Restart services on Out of Memory

sadatmalik commented 4 months ago

As a DevOps I want to ensure that the AWS task restarts upon Out of Memory errors Because we can no longer rely on the service after this state.

sadatmalik commented 3 months ago

Proposed Solution for Handling OutOfMemoryError

Simple but possibly problematic approach: One potential approach is to use a JVM flag to force the JVM to stop on an OutOfMemoryError. However, this method results in an abrupt stoppage, preventing Fargate from executing a blue-green failover. Consequently, users may experience a few minutes of downtime, during which they could encounter timeout or connection refused errors.

Maintenance Page Suggestion: It would be a good idea to set up a maintenance page in Fargate that can be displayed during complete service downtime. This way, users see a maintenance message instead of encountering timeouts or connection errors if the service fails for any reason - opening a new ticket for this.

Recommended Solution: A better solution involves using AWS CloudWatch capabilities to monitor logs for OutOfMemoryError occurrences. CloudWatch can be set up to detect these errors and generate an alarm that triggers a Fargate service restart. This method allows for blue-green failovers and minimises perceived user downtime.

Needs further investigation, but seems to be a good way to handle the OutOfMemoryError scenario without causing an inadvertent full-service disruption.

sadatmalik commented 3 months ago

Steps required:

[x] Configure ECS Task to Send Logs to CloudWatch- already done.
[x] Create a CloudWatch Log Metric Filter for OutOfMemoryError.
[x] Create a Lambda function to force a redeployment of the ECS Service on Fargate
[x] Create a CloudWatch Alarm based on the metric filter that will directly invoke the redeployment lambda

Note - the initial solution was to trigger the redeploy via event bridge - but proved much easier (and a neater end to end solution) using lambda functions. I didn't initially go this way due to cost uncertainty - but we have 1 million free lambda calls a month so not a problem for our usage.

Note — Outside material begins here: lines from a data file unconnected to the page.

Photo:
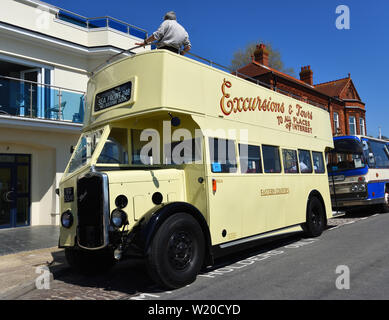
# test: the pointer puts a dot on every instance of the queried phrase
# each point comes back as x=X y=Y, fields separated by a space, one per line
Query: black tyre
x=385 y=206
x=316 y=219
x=176 y=253
x=90 y=262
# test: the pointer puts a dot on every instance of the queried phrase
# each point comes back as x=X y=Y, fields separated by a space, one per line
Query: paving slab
x=19 y=272
x=16 y=240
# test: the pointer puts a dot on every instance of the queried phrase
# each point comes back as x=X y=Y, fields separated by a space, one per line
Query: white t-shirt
x=171 y=33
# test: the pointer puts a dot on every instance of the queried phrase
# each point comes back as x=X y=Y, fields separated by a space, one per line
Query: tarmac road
x=290 y=268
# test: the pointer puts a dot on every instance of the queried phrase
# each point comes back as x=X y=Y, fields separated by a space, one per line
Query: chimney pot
x=261 y=54
x=306 y=75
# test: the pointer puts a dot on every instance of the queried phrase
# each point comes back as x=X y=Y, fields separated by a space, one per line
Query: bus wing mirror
x=175 y=121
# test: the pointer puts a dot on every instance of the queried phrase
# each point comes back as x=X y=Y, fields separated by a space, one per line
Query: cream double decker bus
x=239 y=163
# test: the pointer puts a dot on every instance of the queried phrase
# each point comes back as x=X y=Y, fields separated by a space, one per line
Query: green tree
x=242 y=57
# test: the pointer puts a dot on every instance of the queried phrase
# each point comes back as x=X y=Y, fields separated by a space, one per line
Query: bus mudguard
x=148 y=226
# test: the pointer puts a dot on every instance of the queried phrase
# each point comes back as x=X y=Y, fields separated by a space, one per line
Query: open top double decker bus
x=359 y=172
x=180 y=162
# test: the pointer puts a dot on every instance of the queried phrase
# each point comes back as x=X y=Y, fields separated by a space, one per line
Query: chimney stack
x=306 y=75
x=261 y=55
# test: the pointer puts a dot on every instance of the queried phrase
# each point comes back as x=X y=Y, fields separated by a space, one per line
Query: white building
x=46 y=54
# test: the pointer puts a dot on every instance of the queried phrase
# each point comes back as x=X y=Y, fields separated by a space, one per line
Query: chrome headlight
x=118 y=218
x=354 y=188
x=362 y=188
x=67 y=219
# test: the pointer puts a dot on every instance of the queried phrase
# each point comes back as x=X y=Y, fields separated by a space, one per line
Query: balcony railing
x=30 y=99
x=101 y=22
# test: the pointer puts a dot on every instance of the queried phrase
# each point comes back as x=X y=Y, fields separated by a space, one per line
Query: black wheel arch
x=148 y=226
x=317 y=194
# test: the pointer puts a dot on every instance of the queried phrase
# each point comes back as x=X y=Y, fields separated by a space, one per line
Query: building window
x=352 y=125
x=362 y=126
x=336 y=122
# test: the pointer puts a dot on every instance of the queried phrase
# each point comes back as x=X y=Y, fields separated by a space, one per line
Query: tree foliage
x=242 y=57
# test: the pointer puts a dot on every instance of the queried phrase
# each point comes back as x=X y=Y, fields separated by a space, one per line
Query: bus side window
x=250 y=158
x=271 y=159
x=305 y=161
x=223 y=155
x=318 y=162
x=290 y=161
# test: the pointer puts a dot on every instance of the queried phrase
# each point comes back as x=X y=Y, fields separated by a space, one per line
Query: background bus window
x=318 y=162
x=223 y=155
x=115 y=148
x=271 y=159
x=377 y=154
x=305 y=161
x=250 y=158
x=290 y=161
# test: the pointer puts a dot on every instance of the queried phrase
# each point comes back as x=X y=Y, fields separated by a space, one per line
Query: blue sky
x=303 y=30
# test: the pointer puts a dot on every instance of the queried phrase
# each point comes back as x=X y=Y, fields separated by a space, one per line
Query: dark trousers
x=172 y=49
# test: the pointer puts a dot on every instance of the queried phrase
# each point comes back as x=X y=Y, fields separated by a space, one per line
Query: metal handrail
x=107 y=18
x=40 y=84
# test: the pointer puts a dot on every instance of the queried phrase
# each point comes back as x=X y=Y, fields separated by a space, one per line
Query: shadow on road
x=129 y=277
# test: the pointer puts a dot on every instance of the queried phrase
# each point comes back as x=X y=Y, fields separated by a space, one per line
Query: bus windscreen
x=347 y=155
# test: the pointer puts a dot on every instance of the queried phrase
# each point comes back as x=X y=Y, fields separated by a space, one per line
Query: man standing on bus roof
x=170 y=35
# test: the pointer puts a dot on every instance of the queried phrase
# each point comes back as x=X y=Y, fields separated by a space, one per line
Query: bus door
x=225 y=214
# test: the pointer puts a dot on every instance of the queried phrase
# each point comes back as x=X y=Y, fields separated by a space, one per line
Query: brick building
x=339 y=97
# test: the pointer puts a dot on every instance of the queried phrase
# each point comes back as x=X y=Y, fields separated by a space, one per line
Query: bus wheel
x=90 y=262
x=315 y=223
x=385 y=206
x=176 y=252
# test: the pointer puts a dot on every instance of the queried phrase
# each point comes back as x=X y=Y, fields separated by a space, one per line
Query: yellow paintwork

Keeping the below task just for documentation - it is not required and should not be reproduced in production. I have deleted the even rule in staging.

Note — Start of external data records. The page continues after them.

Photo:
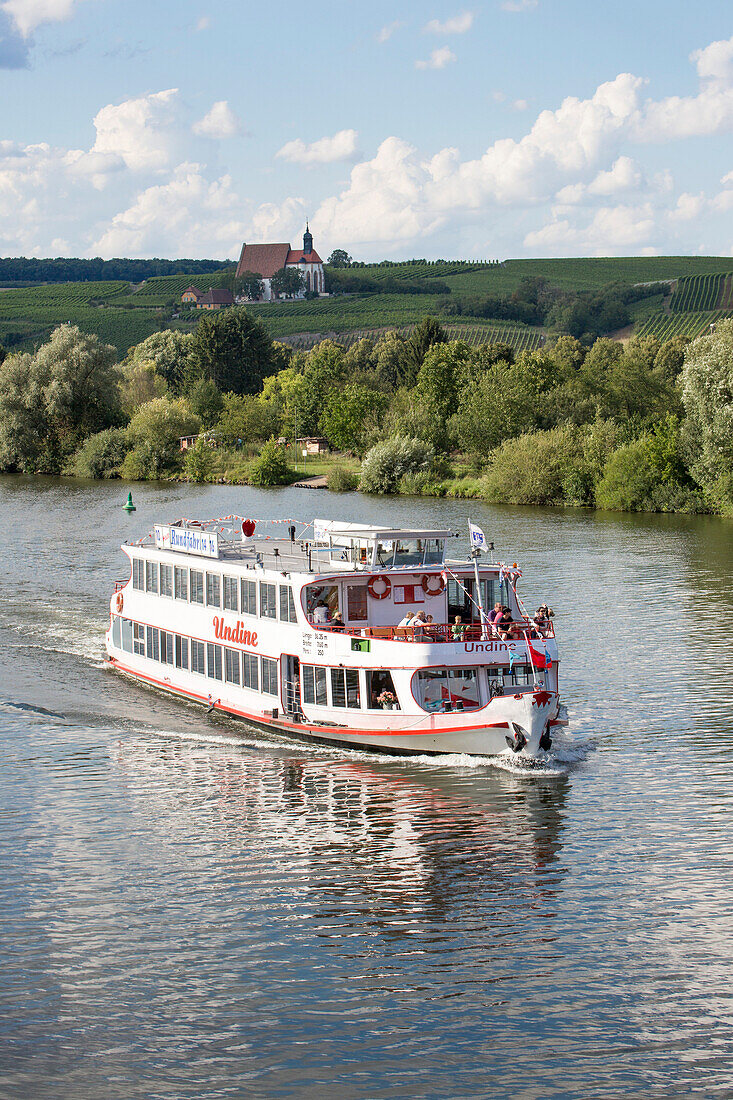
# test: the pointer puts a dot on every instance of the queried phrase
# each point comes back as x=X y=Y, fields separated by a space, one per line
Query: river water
x=190 y=910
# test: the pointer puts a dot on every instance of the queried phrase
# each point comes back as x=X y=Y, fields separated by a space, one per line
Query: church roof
x=298 y=254
x=263 y=260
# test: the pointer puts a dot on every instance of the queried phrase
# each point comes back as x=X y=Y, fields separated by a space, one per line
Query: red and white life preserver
x=433 y=584
x=379 y=587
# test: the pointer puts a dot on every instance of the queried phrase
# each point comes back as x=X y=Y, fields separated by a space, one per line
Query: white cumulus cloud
x=144 y=132
x=219 y=122
x=438 y=58
x=341 y=146
x=458 y=24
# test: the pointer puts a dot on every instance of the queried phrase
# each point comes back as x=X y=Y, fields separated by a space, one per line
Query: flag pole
x=476 y=554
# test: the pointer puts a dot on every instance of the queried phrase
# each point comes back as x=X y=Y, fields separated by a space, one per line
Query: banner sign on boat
x=187 y=540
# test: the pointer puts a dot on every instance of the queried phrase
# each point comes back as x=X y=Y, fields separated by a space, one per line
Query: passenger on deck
x=431 y=633
x=503 y=623
x=417 y=624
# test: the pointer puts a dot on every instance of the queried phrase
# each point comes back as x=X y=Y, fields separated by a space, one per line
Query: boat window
x=182 y=652
x=166 y=647
x=357 y=603
x=249 y=593
x=381 y=684
x=198 y=657
x=151 y=576
x=212 y=590
x=345 y=688
x=267 y=601
x=182 y=582
x=196 y=586
x=250 y=671
x=384 y=553
x=286 y=604
x=317 y=594
x=166 y=580
x=434 y=551
x=231 y=594
x=214 y=661
x=231 y=666
x=448 y=689
x=269 y=675
x=313 y=680
x=139 y=639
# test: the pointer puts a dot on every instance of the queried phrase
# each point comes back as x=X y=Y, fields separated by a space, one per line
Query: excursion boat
x=302 y=635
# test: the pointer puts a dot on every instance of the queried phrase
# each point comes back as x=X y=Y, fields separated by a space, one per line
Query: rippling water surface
x=192 y=910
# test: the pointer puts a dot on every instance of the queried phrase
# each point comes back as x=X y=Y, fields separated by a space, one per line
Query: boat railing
x=441 y=631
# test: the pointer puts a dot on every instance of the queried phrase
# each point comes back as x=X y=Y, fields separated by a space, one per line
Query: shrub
x=271 y=468
x=341 y=480
x=100 y=455
x=387 y=462
x=199 y=463
x=532 y=469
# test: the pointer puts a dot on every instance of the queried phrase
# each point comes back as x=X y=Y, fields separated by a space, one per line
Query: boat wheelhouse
x=341 y=633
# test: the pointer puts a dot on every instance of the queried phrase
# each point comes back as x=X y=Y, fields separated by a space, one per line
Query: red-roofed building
x=264 y=260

[x] Create a CloudWatch (Fargate) Event Rule to invoke the redeployment Lambda when the alarm triggers.

sadatmalik commented 3 months ago

Create a log metric filter in CloudWatch to detect OutOfMemoryError in TC service logs.

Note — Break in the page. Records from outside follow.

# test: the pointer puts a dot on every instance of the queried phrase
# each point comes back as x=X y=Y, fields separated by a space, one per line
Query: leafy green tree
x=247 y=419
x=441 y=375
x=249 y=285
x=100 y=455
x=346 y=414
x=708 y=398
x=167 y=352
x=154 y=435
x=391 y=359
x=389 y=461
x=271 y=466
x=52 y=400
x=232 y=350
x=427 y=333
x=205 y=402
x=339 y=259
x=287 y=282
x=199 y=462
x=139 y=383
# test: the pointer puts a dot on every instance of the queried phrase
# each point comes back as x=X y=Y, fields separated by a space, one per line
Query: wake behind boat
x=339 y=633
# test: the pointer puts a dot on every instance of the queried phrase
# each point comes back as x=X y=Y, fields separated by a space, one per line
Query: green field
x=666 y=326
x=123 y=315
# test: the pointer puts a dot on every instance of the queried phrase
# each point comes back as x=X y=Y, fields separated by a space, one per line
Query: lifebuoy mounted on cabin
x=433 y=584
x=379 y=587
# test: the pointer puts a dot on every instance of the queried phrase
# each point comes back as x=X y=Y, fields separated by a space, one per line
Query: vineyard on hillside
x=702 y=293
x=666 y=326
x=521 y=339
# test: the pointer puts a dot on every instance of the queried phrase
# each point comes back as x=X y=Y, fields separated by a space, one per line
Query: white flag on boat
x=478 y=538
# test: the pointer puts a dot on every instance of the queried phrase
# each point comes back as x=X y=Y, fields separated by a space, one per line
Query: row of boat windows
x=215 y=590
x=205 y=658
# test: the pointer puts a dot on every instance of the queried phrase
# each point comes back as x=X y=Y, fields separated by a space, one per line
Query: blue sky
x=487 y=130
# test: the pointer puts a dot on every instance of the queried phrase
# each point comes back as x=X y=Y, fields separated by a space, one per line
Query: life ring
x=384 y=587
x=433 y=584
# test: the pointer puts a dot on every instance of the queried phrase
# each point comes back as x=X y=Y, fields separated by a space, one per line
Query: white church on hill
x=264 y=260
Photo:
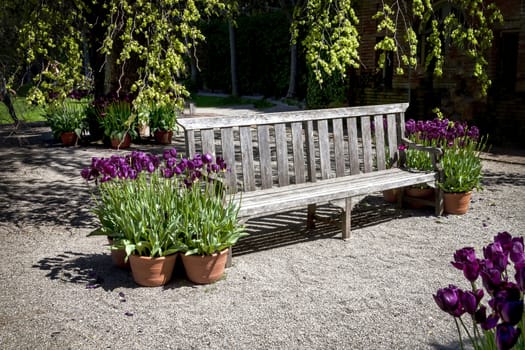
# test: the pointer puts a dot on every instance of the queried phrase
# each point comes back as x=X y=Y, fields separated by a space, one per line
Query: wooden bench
x=282 y=161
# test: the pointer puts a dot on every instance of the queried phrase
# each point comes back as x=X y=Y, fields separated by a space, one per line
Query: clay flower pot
x=68 y=138
x=205 y=269
x=163 y=137
x=152 y=272
x=457 y=203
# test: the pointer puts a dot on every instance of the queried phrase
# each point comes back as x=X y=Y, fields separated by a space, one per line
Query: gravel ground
x=288 y=288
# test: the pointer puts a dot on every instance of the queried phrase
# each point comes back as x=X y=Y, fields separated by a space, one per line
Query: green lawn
x=24 y=111
x=218 y=101
x=29 y=113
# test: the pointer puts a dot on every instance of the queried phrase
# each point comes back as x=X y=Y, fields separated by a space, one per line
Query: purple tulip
x=516 y=252
x=207 y=158
x=470 y=301
x=448 y=300
x=506 y=336
x=520 y=275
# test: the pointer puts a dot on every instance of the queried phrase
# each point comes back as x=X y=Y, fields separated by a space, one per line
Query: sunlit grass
x=24 y=111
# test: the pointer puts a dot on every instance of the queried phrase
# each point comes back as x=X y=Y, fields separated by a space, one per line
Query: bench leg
x=310 y=220
x=347 y=218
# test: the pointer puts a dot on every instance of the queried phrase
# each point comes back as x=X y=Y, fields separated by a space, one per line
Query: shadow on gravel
x=289 y=228
x=451 y=346
x=90 y=270
x=500 y=178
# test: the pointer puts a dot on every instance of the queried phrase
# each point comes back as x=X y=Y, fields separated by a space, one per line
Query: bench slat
x=367 y=144
x=282 y=154
x=339 y=148
x=197 y=123
x=380 y=142
x=228 y=153
x=324 y=148
x=265 y=157
x=353 y=148
x=247 y=158
x=298 y=152
x=208 y=141
x=310 y=150
x=294 y=196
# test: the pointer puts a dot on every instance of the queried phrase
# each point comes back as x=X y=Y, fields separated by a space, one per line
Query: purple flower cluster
x=441 y=131
x=201 y=166
x=506 y=297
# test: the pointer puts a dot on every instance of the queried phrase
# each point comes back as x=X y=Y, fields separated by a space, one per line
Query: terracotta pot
x=391 y=195
x=152 y=272
x=118 y=144
x=426 y=193
x=205 y=269
x=69 y=138
x=119 y=256
x=457 y=203
x=144 y=130
x=163 y=137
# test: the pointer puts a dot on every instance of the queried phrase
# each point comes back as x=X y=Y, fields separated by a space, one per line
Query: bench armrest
x=436 y=153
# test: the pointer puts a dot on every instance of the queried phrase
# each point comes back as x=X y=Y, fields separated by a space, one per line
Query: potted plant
x=119 y=123
x=462 y=171
x=158 y=206
x=163 y=121
x=208 y=220
x=135 y=204
x=67 y=121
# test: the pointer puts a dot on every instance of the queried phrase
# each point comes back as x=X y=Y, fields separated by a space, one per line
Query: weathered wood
x=228 y=154
x=353 y=148
x=324 y=148
x=281 y=146
x=339 y=148
x=366 y=136
x=208 y=141
x=379 y=142
x=265 y=157
x=305 y=157
x=299 y=162
x=248 y=173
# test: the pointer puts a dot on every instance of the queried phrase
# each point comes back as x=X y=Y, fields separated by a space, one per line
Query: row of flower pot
x=454 y=203
x=154 y=272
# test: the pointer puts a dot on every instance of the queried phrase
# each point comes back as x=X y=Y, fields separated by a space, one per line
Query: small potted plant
x=67 y=121
x=208 y=220
x=163 y=121
x=136 y=205
x=462 y=171
x=158 y=206
x=119 y=123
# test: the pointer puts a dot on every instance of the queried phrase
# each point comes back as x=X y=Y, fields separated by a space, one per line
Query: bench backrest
x=277 y=149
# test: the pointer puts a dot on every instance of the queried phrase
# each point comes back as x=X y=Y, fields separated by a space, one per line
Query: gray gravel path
x=287 y=289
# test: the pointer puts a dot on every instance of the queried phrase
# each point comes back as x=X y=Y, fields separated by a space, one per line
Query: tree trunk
x=293 y=72
x=233 y=59
x=6 y=99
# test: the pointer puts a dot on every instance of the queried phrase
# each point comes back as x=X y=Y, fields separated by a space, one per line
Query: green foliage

[x] Navigate to the CloudWatch console.
[x] Choose "Logs" in the navigation pane.
[x] Select the log group associated with your ECS tasks (e.g. /fargate/service/tctalent-test-fargate-log in staging)
[x] Select "Metric Filter" tab and click "Create metric filter"
[x] In "Filter Pattern", enter a pattern to match "java.lang.OutOfMemoryError":
[x] Select "Next" to proceed to "Assign metric".
[x] Provide a filter name: "OOMErrorFilter".
[x] Under "Metric Details", provide the namespace and metric name, select existing namespcace "ECS/ContainerInsights" and metric name "OOMErrors"
[x] Set Metric value to "1"
[x] Select "Next" then "Create filter".

Should now have a log metric filter with the following parameters:

Log Filter: Filter Pattern: java.lang.OutOfMemoryError Filter Name: OOMErrorFilter

Metric: Metric namespace: ECS/ContainerInsights Metric name: OOMErrors Metric value: 1

Thus:

sadatmalik commented 3 months ago

Create a CloudWatch Alarm based on the metric filter (to trigger when an OOM error is detected)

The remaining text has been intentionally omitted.